The Court then contrasted the text of Rule 10b-5 with that of Section 11 of the Securities Act of 1933. In Section 11(a), Congress imposed liability for a registration statement that “contained an untrue statement of a material fact or omitted to state a material fact required to be stated therein or necessary to make the statements therein not misleading.” 15 U. S. C. §77k(a). Unlike Rule 10b-5, the plain language of Section 11(a) expressly and separately proscribes untrue statements, pure omissions, and misleading half-truths—which the Court found “telling.”
The Court also addressed the oft-quoted maxim from Basic Inc. v. Levinson, 485 U. S. 224, 239, n. 17 (1988), that “[s]ilence, absent a duty to disclose, is not misleading under Rule 10b-5.” The Second Circuit had in fact previously cited that passage to support its rule that silence, in the presence of a duty to disclose, can form the basis of a Rule 10b-5 claim. See, e.g., Stratte-McClure v. Morgan Stanley, 776 F.3d 94, 101 (2d Cir. 2015); In re Time Warner Inc. Sec. Litig., 9 F.3d 259, 267 (2d Cir. 1993). In Macquarie, the Court elaborated on it, noting that "[e]ven a duty to disclose, however, does not automatically render silence misleading under Rule 10b-5(b).”

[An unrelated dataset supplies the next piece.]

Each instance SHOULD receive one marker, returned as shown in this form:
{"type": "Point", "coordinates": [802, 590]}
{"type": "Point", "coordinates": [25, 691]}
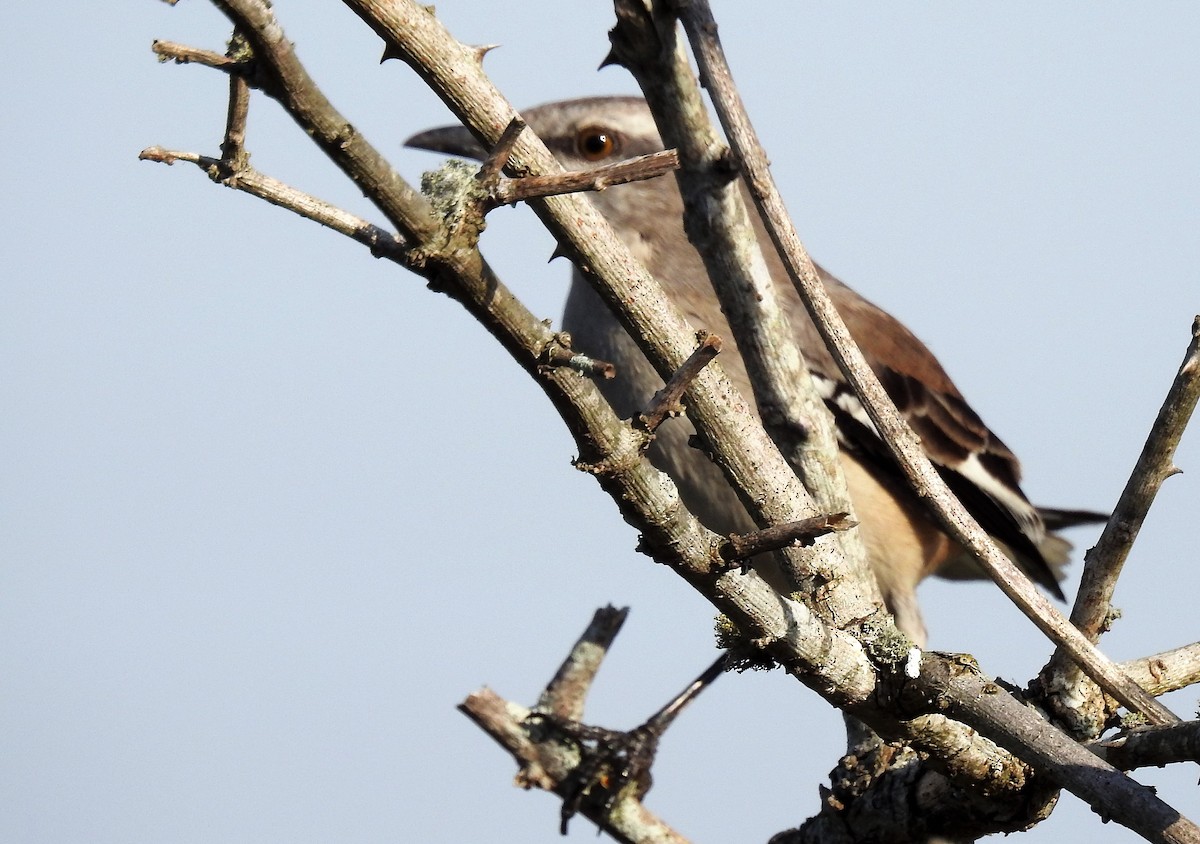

The Court’s decision is undoubtedly a positive development for defendants in private securities litigation. Pure-omissions theories, whether reliant on Item 303 or another statute or regulation, are no longer viable in Rule 10b-5 cases. Moreover, Macquarie calls into question cases permitting pure-omission claims in other areas of the securities law, e.g., in cases brought under Section 12(a)(2) or Rule 14a-9, where the relevant language likewise focuses on the statements made.
That said, as the opinion itself makes clear, the Court’s ruling has its limits. Most notably, omissions are still actionable under Rule 10b-5 if the omitted fact was necessary to avoid creating a misleading half-truth. In fact, the plaintiff’s counsel in Macquarie itself, following the Supreme Court’s opinion, has been quoted as saying “[t]here is going to be no impact on our case, because the Supreme Court has given us a road map to plead a half-truth, which we have.” Expect plaintiffs’ counsel in other securities fraud actions to make increasing use of misleading half-truth theories—already commonplace—to avoid the Court’s Macquarie ruling. In addition, the Court emphasized that the SEC still has the authority to investigate and prosecute violations of its regulations, including Item 303, and that pure-omission theories are still viable under Section 11(a).